Il y a belle lurette que le classique a emprunté à la variété les codes de la promotion : on ne fait plus de concerts pour se roder avant d’enregistrer un disque, mais on fait une tournée de promotion du disque qu’on vient de sortir ! C’est ainsi que se présente le récital que donne ce soir Nathanaël Gouin dans l’écrin intime de la Salle Cortot. Enfin presque ! Parce que le jeune pianiste français a l’intelligence d’étoffer le programme de son disque (qu’il ne pourrait d’ailleurs pas reproduire intégralement, faute d’orchestre) avec quelques surprises amicales.
Le titre du disque et du récital – « Caprice » – est un peu tiré par les cheveux, d’autant qu’on ne perçoit pas vraiment le lien entre Johann Sebastian Bach, Reynaldo Hahn et Maurice Ohana, même si l’interprète explique avoir une notion extensive de l’idée de « caprice » en musique. Mais peu importe ! Nathanaël Gouin va nous démontrer, une fois de plus, qu’il est une personnalité originale dans l’univers très encombré des jeunes pianistes, et qu’il a les moyens techniques et artistiques de son originalité.
Le Caprice sur le départ de son frère bien-aimé de Bach nous cueille cependant un peu à froid, avec comme quelque chose d’un peu raide voire guindé dans le discours, et une certaine timidité du son. Survient la première surprise de la soirée : une compositrice, annoncée dans le feuillet distribué à l’entrée comme « Lang Jacqueline » (une sœur cachée de Jack ?), qui s’appelle en réalité Josephine Lang (1815-1880), compositrice de lieder dont deux vont ce soir être joués par la contrebassiste Lorraine Campet. La transposition est des plus convaincantes, la contrebasse se fait tour à tour élégiaque ou mutine, sans que l’on retienne de ces œuvres une grande originalité.
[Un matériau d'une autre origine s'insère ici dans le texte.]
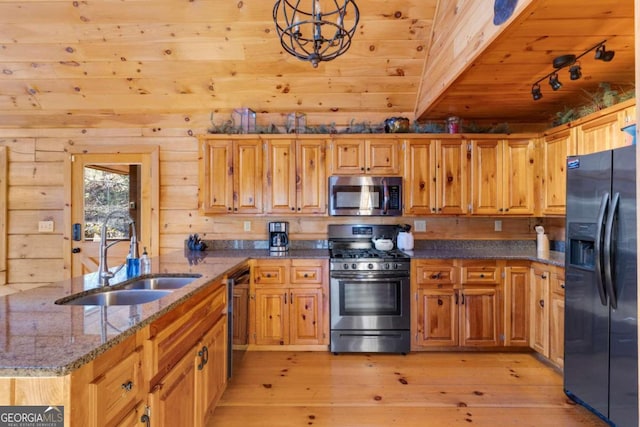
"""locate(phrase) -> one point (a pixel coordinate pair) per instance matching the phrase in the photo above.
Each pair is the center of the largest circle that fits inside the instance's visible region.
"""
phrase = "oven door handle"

On est heureux que Nathanaël Gouin ressuscite ensuite un compositeur majeur du XXe siècle, Maurice Ohana (1913-1992), qui semble avoir complètement disparu des programmes de concert : sur son disque, il joue le premier des trois caprices composés en 1944 ; ce soir il a retenu le deuxième. Une musique âpre, noble, un piano rocailleux. C'est admirablement servi par l'interprète qui enchaîne avec une partition inédite de Reynaldo Hahn, trouvée dans la bibliothèque François-Lang de la Fondation Royaumont, Mignouminek (1940). Cette pièce virtuose à la manière d’une étude de Chopin est bien loin des musiques de salon auxquelles on associe trop souvent le compositeur d'origine vénézuélienne. Nathanaël Gouin corse la difficulté avec Le Festin d’Esope de Charles-Valentin Alkan qu’il déroule avec un chic et une allure confondants.